Promoters of a condominium building in Alexandria, Va., bill it as "luxury with a conscience."

Elizabeth Shogren/NPR

With the real estate market still hurting across most of the country, a growing number of real estate agents, builders and homeowners are pitching the green features of properties to try to lure buyers.

But in much of the country, green buyers and sellers struggle to find each other. In most places, the listing services that realtors and appraisers use make it difficult to search for eco-friendly real estate.

And most buyers still put a higher value on location, price and traditional amenities than on environmentally friendly additions.

Green Sells Better If It Also Saves Money

Still, when real estate agent Jennifer Halm shows clients around the stately, historic-looking condominium building in the popular Old Town neighborhood of Alexandria, Va., she highlights the property's green features.

Especially the ones that cut utility bills, like geothermal heat and air.

Unlike a conventional heat pump, geothermal units take advantage of the fact that a few feet underground, the temperature stays relatively constant year-round. They pull heat from the Earth during the winter and reverse the process in the summer. Halm says it saves so much energy that residents will pay $100 a month less in utilities, and they'll qualify for big tax breaks.

Geothermal is the property's flashiest green feature, but there are lots of others. The property's Web site is full of details about how the units will help residents tread lightly on the environment.

Even so, the units have not moved fast. But Halm says they're still selling better than the competition.

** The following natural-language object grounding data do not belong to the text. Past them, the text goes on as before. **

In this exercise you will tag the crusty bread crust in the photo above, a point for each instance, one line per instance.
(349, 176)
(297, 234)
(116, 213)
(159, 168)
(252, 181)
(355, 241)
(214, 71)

"It's an added bonus that we're green ... but I think the tax incentive and the savings are more important," she says.

Green hasn't been a silver bullet for architect Robert Nehrebecky, either. He built an environmentally certified house in Bethesda, Md., and his real estate agent advertised it on a national Web site for green homes.

"We had absolutely zero interest locally because of that ad," Nehrebecky says.

Nehrebecky says potential buyers did not seem to care about the expensive sustainable wood floors he installed. But many walked away when they learned that the house didn't have a two-car garage.

It took seven months to find a buyer for the house, and he had to sell it at a loss.

Problems Matching Green Buyers And Sellers

Even ardent environmentalists have a hard time finding the eco-friendly properties that are out there. And sellers often don't get credit for their green improvements.

Portland realtor Kria Lacher i

Kria Lacher has helped cities develop green listing services to connect eco-friendly buyers and sellers. Sadie Babits/NPR hide caption

toggle caption Sadie Babits/NPR
Portland realtor Kria Lacher

Kria Lacher has helped cities develop green listing services to connect eco-friendly buyers and sellers.

Sadie Babits/NPR

That really irritates Kria Lacher, a real estate agent in Portland, Ore.

"I would notice things like a 1920s house with all of its original appliances, heaters, windows, all of that. And then another 1920s bungalow that had a high-efficiency furnace and Energy Star appliances," says Lacher. "And they were selling the same [price] per square foot, and that just made me really upset."

She says the problem was that there was no way to search for green homes in the listing services that agents use to advertise properties. So she decided to change that. Now, Portland's multiple listing system makes it easier to match up buyers and sellers of green properties.

Her new system worked well for her clients who were selling a ranch house on a busy street in northeast Portland. On her advice, they installed new energy-efficient windows and added lots of insulation.

The house sold at asking price in 22 days — half of the average selling time in the neighborhood.

Lacher has also helped Seattle; Truckee, Calif.; and New Mexico develop greener listing services. The country's biggest Multiple Listing Service — which covers the Washington, D.C. area — also recently changed its search system to help agents promote and find eco-friendly homes.

Now, it will just be up to buyers to decide if a two-car garage or sustainable wood floors are more important.